Postcard from the Pilgrimage # 2

Last week, I wrote a little about Michael Krasny’s book Spiritual Envy: An Agnostic’s Quest. In that post, I wrote that Krasny and I were “coming from the same part of Limbo.”But later, as I reread the post, I thought, that’s not right. Limbo suggests a nothingness, an emptiness, a place where there is neither meaning nor hope. That’s not where I am at all. Instead, I feel like I’m on a very exciting path. I’m not sure what to believe right now, but that’s okay.

My path is one of questioning, uncertainty, and doubt. But it’s also a path of energy, potential, and possibility. Like most adventures, this journey isn’t laid out in neat steps. Nothing is guaranteed on the questioner’s path. Nothing is mapped.

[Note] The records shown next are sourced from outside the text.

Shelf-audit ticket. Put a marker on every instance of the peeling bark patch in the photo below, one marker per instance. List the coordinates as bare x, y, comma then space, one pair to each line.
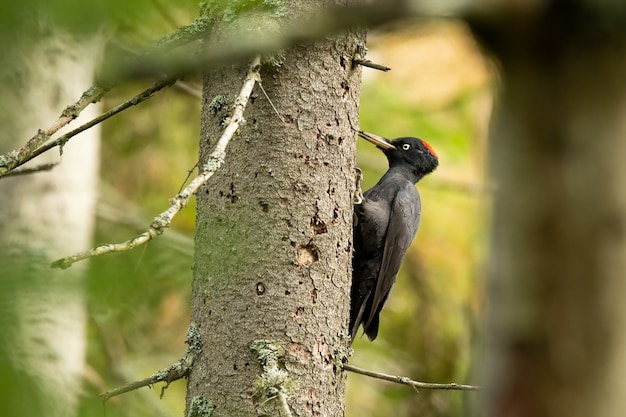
232, 195
345, 89
307, 254
264, 206
297, 315
318, 225
299, 352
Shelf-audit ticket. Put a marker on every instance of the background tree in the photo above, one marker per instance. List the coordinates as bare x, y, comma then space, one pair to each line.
556, 321
43, 320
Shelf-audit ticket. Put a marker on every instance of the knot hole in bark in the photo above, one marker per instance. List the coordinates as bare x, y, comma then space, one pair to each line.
307, 254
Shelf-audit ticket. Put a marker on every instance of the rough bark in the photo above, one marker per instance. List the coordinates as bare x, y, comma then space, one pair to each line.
43, 216
273, 236
557, 265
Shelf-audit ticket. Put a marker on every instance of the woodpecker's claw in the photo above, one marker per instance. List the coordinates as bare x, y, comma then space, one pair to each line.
357, 198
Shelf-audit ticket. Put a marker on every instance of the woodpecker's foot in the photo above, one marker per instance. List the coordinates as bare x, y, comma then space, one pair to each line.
357, 198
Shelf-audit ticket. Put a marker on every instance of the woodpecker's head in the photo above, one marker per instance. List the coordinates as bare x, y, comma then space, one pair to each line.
413, 154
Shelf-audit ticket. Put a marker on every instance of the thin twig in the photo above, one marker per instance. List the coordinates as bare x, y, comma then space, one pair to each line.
139, 98
271, 104
406, 381
168, 375
214, 162
31, 170
94, 94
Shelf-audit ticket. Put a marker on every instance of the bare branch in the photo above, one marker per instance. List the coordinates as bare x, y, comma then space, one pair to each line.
406, 381
139, 98
93, 94
213, 163
168, 375
30, 170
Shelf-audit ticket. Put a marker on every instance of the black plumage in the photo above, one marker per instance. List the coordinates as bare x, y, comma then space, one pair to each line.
385, 224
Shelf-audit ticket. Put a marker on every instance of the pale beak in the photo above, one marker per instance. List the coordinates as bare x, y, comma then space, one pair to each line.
380, 142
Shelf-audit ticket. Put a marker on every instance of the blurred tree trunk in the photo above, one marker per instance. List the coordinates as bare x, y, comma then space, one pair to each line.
557, 318
273, 237
42, 217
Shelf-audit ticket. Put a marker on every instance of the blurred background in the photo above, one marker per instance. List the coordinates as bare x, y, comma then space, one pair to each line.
439, 89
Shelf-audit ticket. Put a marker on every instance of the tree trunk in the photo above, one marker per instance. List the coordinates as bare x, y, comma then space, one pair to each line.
272, 267
558, 257
42, 217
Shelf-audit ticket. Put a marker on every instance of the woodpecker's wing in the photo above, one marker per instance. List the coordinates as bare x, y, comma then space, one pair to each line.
403, 223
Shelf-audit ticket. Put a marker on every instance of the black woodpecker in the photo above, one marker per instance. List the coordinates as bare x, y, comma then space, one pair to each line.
385, 224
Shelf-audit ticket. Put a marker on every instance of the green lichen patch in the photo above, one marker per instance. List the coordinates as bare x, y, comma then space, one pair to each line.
200, 407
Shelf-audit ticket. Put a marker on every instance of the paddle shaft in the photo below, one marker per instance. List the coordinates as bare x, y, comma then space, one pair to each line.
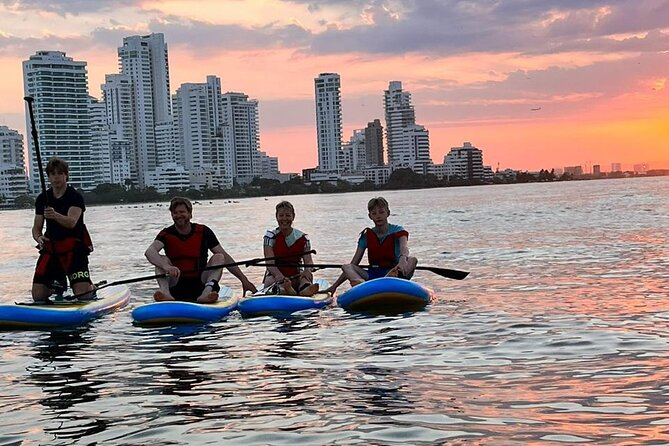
250, 262
444, 272
30, 100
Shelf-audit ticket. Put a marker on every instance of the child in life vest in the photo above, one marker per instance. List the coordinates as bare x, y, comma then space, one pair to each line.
387, 247
292, 246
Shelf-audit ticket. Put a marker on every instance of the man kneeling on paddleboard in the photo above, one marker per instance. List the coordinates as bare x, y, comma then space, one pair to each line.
190, 276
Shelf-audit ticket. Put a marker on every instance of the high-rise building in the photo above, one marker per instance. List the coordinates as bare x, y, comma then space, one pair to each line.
240, 132
399, 114
353, 157
144, 60
13, 180
328, 120
117, 94
196, 108
100, 158
374, 143
464, 163
59, 85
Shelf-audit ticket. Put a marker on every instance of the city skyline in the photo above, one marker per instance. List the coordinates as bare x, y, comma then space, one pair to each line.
534, 88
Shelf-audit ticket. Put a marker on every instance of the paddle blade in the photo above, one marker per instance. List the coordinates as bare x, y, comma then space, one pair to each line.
445, 272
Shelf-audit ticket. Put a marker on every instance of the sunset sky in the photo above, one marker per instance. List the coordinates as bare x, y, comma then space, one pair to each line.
533, 83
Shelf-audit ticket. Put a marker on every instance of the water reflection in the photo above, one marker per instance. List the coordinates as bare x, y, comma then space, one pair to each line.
65, 383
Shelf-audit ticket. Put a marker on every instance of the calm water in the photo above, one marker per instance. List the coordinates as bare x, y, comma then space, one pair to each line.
560, 335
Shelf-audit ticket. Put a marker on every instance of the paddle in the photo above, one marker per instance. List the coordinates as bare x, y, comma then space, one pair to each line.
33, 132
444, 272
104, 284
250, 262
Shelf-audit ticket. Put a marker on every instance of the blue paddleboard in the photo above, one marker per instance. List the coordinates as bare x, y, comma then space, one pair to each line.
283, 305
385, 294
178, 312
61, 315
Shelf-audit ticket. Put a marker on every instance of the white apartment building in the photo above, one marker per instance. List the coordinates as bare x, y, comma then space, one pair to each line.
240, 132
399, 114
377, 174
374, 144
353, 155
327, 88
59, 85
100, 157
166, 177
144, 60
117, 94
13, 180
414, 141
464, 163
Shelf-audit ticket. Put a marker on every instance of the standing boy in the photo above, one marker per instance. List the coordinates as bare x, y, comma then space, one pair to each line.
65, 246
187, 247
388, 249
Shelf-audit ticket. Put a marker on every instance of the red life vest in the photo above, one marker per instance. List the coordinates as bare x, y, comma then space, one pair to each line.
293, 253
63, 250
380, 253
187, 254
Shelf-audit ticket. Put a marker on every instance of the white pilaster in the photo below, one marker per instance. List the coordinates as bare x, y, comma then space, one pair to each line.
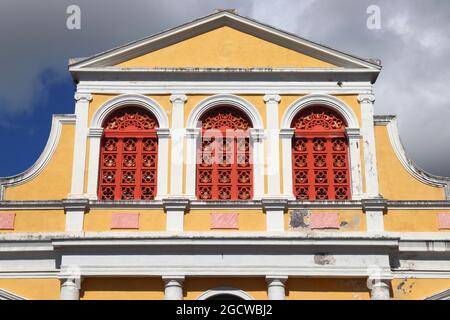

Krasny writes about being jealous of believers and, last week, I said I was, too. But in many ways, I’m not. I know the place of belief is comfortable and safe. I sometimes think how peaceful it would feel to be free from the perils of ambiguity and confusion that us searchers have to deal with. But being sure also means staying put and shutting the door. It closes off possibilities. I’d rather be open to change and challenge.

I’d like to keep traveling for awhile on this path of questioning. I like to think of myself as a spiritual explorer. It’s not that I don’t have a spiritual paththat would be Limbo for surebut that doubt and uncertainly are my path.